– Что? – спросил Молинари, вздрагивая. – Что вы нашли, доктор? – Казалось, он растерян оттого, что не может одновременно совещаться с доктором и уделять внимание конференции.
– Извините, министр. Прошу вас подождать. – И в полголоса доктору: – Ну как там? Мне показалось, вы только что говорили мне что-то. Нет? Извините, – он растерянно потер лоб.
– Я ослеп! – воскликнул Молинари. – Я ничего не вижу! – в его голосе звучала неподдельная паника. – Сделайте же что-нибудь, доктор!
Эрик, наблюдая движение потока радиоактивной соли по кровяному руслу, обронил:
– Похоже, это сужение канала, стеноз*[4] в левой почечной артерии...
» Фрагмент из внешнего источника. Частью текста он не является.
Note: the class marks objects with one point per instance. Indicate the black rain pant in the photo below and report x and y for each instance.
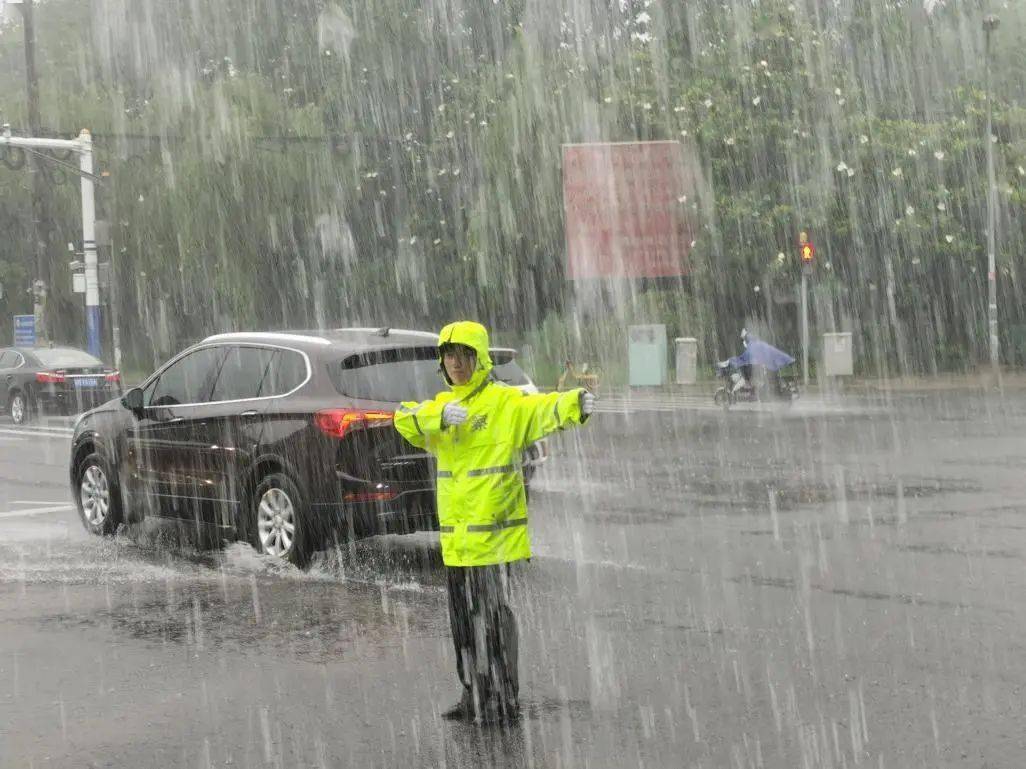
(484, 634)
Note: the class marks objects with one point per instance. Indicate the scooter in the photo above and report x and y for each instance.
(776, 387)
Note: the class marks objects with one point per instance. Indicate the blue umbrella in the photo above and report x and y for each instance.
(759, 353)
– Знаю, – кивнул Молинари. – У меня было то же самое с правой почкой. Вы должны оперировать, доктор, или это убьет меня.
Он стал вялым, от слабости не мог поднять голову: ссутулился и обмяк в инвалидной коляске.
– Господи, как же мне плохо, – пробормотал он. Сделал попытку встать, но чуть не вывалился из кресла: Эрик вместе с помощью персонала усадили Секретаря на место. Тело Молинари стало безжизненно тяжелым и каким-то вязким.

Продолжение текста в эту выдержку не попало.